06 February 2021 5 4K Report

I have a dataset from a questionnaire that consists of a dependent variable called skill level. This is an ordinal variable that has dummy coded values 1-5. I also have multiple (up to 10) independent variables that have dummy coded binary values 0 or 1. The independent variables are not ordinal, meaning that 0 does not mean "less" or "worse" than 1. The variables were simply statements in the questionnaire that the respondents chose to be true or not for them. It's also not inherently "better" that a respondent chose all or none of the statements to be true for them.

I would like to study which independent variables are the most important and affect the dependent variable the most. So I'd like to find a model or a set of analysis techniques that would find correlations for IVs and skill level. If possible, I would like to get the significance values also for each independent variable. My dataset has around 350 data points, but the data points are not equally distributed per skill level.
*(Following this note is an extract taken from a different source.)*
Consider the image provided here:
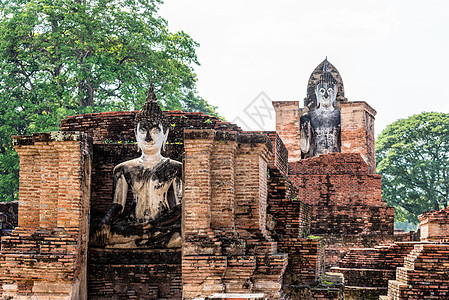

There are less data points for the highest and lowest skill levels than for the middle skill levels. The data is also not normally distributed.

I tried ordinal regression but it did not perform well. I think it might be because the variance in the data values is large (only 0 or 1). In some cases, it even showed p-values near 1 for some variables that had Spearman correlation p-value 0.00, in addition to having the sign of the coefficient (+/-) being the opposite one.

Could you help me find a technique to study the data and find the most "important" variables in it? As for software, I'm most familiar with Python but I can get help with SPSS and R if there are packages or techniques that are limited to those. Thank you!

ps. I was thinking of doing a logistic regression for each independent variable and skill level separately, but I'm not sure if it's a good idea. I don't know if there is a statistically satisfying way to compare the results of the logistic regression models. Please tell me if you have any idea on how that could be done and interpreted.

More Timo Ijas's questions See All
Similar questions and discussions